5. What is your favorite memory of a SIGGRAPH conference?
There are so many, it is hard to pick one. The first two conferences I attended, SIGGRAPH 2002 in San Antonio and SIGGRAPH 2003 in San Diego, were absolutely overwhelming, I’ve never seen or experienced anything like that before. I remember laughing so hard after watching the “Polygon Family” short at the Electronic Theater in 2002. Also, SIGGRAPH 2009 in New Orleans was very special for me.
6. Describe a project that you would like to share with the ACM SIGGRAPH community.
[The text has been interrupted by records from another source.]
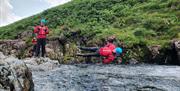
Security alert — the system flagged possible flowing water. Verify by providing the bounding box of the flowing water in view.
[33,64,180,91]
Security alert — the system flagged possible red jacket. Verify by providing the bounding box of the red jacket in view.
[105,43,116,50]
[32,38,37,45]
[34,26,49,39]
[99,46,115,64]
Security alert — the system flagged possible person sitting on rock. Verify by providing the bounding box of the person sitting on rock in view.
[77,46,122,64]
[77,37,122,64]
[32,37,37,56]
[34,19,49,57]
I’ve been working on interactive shape deformations since my PhD, and I had several PhD students continue the work. Recently I discovered that the algorithm in our SIGGRAPH 2011 paper on real-time skinning-based deformations (co-authored with Alec Jacobson, Ilya Baran and Jovan Popovic) has apparently been used on the Stephen Colbert Show to conduct live interviews with Cartoon Hillary Clinton, Cartoon Donald Trump and other characters. I was so happy to learn about such a cool application of our research! Currently, I am very curious about the possibilities and challenges offered by latest advances in deep learning and digital fabrication, and what role geometry and geometric algorithms play there. I would like to help bring the digital revolution to traditional industries like textile and clothing manufacturing.
7. If you could have dinner with one living or non-living person, who would it be and why?
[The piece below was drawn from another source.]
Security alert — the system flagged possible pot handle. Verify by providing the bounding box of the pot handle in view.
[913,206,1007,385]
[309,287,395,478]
I would love to meet Mikhail Bulgakov, a Russian writer whose unique language style and fascinating subjects influenced me a lot as a kid. I would also love to have dinner with Marie Curie and talk about her discoveries and her experience as a scientist, a woman and a mother.
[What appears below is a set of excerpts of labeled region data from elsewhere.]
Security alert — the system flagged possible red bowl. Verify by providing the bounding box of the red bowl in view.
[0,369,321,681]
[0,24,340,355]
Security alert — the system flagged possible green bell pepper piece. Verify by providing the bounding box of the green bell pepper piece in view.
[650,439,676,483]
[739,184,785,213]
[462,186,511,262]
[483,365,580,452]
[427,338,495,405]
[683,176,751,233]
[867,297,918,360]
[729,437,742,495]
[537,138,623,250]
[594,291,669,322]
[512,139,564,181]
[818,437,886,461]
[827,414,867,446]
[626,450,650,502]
8. What is something most people don’t know about you?
I was training in artistic gymnastics when I was very young, at a school that prepared olympic gymnasts. After a year, the school relocated somewhere further away, so that it became logistically impossible for my working parents to take me there five times a week. Unfortunately, I’ve lost all my stretchy superpowers since then!
9. From which single individual have you learned the most in your life? What did they teach you?
I’ve learned the most from my parents. They never applied pressure but also never doubted me and made sure I knew that I could do anything and gave me every support possible. My dad (physicist) tried to explain to me how various house appliances work when he ran out of bedtime fairytales (those explanations were much more effective in helping me fall asleep). My mom (mathematician and software engineer) would solve my indefinite integrals and sorting algorithms homework assignments in my first years of university when I couldn’t crack those. They both taught me, by example, the true meaning of “unconditional”.
10. Is there someone in particular who has influenced your decision to work with ACM SIGGRAPH?
This would be my amazing PhD advisor Danny Cohen-Or. His excitement and passion about research, and SIGGRAPH-worthy research in particular, is very contagious. Thanks to his recommendation I was given an opportunity to serve on the SIGGRAPH Technical Papers committee for the first time, as a fresh (and back then extremely green) postdoc.
11. What can you point to in your career as your proudest moment?
Frankly, I am generally too consumed by what’s directly and further ahead of me to reflect on the past. I was very proud to get the coveted job at ETH Zurich. I was hugely honored to receive awards from my scientific community, including the 2011 SIGGRAPH Significant New Researcher Award (the first woman in this category). And I am very honored and excited to have been selected to serve as the SIGGRAPH 2019 Technical Papers chair. But my biggest and best successes are the achievements of my amazing past and present research group members. The younger generation is really doing everything better and faster, and I am learning so much from them every day. This is what makes my job so much fun!